4月29日~5月1日にポルトガルのアウトドロモ・インテルナシオナル・ド・アルガルヴェ(アルガルベ国際サーキット)で行われたDTMドイツツーリングカー選手権の2022年開幕戦に、イタリアの名門AFコルセからアルファタウリカラーのフェラーリ488 GT3 EvoをドライブしてDTM初参戦となったWRC世界ラリー選手権元王者のセバスチャン・ローブ。
本来ならばニック・キャシディがレッドブル・アルファタウリ・AFコルセのフェラーリをドライブするのだが、今季はエンビジョンレーシングのABB FIAフォーミュラE世界選手権の活動と、WEC世界耐久選手権に参戦するAFコルセのフェラーリGTEの活動をメインに置いているキャシディは、DTMの開幕戦とバッティングしたフォーミュラEモナコ戦へ参戦するためにDTMを欠場し、その代走でローブがフェラーリのステアリングを担うこととなった。
レース前の公式テストには、火曜日にフォーミュラEモナコ戦へ行く前の走り込みにポルトガルを訪れたキャシディがドライブし、ローブは水曜日のセッションのみ参加。WRCにはないピットインとタイヤ交換の練習を特に何度も行い、チームと確認を重ねていた。
「予選ではもう少し上のポジションを獲れることは自分で分かっていたので、リザルトに関しては満足していない。予選で上位にランクインしなければ、よほどのことがない限り上位でゴールすることは難しいと思う」と、トップのミルコ・ボルトロッティ(グラッサー・レーシング・チーム/ランボルギーニ・ウラカンGT3)から24番手のフィリップ・エング(シューベルト・モータースポーツ/BMW M4 GT3)まで1秒以内に集中するなど、前に出る難しさを振り返る。
しかしローブは「マシンの調子はとても良かったし、チームとしてもビッグファイトなチャレンジになった。そして、僕自身が非常にエンジョイできたし、このチームと一緒に仕事ができて良かった。素晴らしい週末だったよ」とレース後にコメントをしている。

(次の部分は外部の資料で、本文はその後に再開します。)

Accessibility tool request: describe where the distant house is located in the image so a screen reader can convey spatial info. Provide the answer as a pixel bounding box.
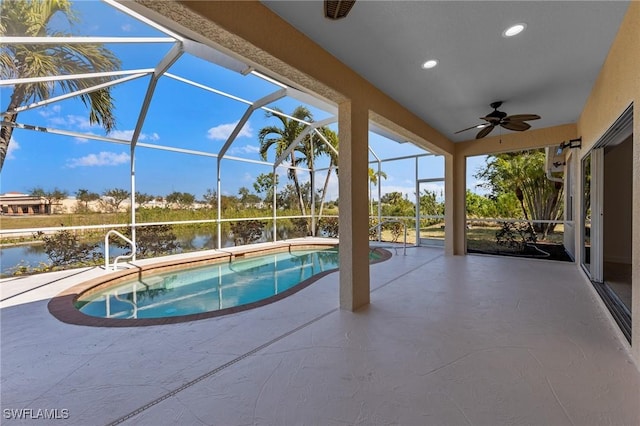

ローブは土曜日レース1を21番手からスタートし、決勝ではDTMで今季から初導入となるフルコースイエロー導入や、セーフティカーが入るなど荒れたレースとなったものの16番手でフィニッシュ。翌日曜日のレース2は27番手からのスタートだったが、ピットインのタイミングをレース終了間際へ持っていく戦略が効して18番手でチェッカーフラッグを受け、DTMデビュー戦となったポルティマオで無事にレースを終えた。
WRCで2004年から2012年までシトロエンで9度の世界王者に立ったローブだけに、結果だけ見ると本人には不満が残るのかもしれないが、FIA GT3マシンという全く違うフィールドで最後まで走り切り、中盤ポジションでのゴールはさすが世界王者の適応力ではないだろうか。
DTMレースウイークのポルティマオではサポートレースにTCRヨーロッパ選手権が開催されており、ローブが経営するチームからはクプラ1台が参戦。ドライバーとして、そしてチームオーナーとしての二役を兼ねてポルトガル入りした週末でローブの家族も帯同しており、レース中は表情が殆ど変わらないローブだが、妻子の前では柔らかな表情も伺えたのは印象的だった。ローブはDTMのレース後はそのままラリー・ポルトガルのテストへと向かった。
9月10~11日に開催が予定されているWEC富士戦とDTMスパ戦が重なっており、キャシディが富士スピードウェイへと向かうとすれば、再びローブの出番が回ってくる可能性が出てくる。既にシーズン開幕前にAFコルセが行ったスパ・フランコルシャンでのプライベートテストでは、ローブがドライブしていたという目撃情報があり、その可能性は十分に考えられるだろう。
また、キャシディ同様にチーム・ロズベルグのニコ・ミュラー、チーム・アプト・スポーツラインのレネ・ラスト、T3モータースポーツのニッキー・ティームもWECにシリーズ参戦していることから、スパか富士のどちらをドライブするのか興味深いところだ。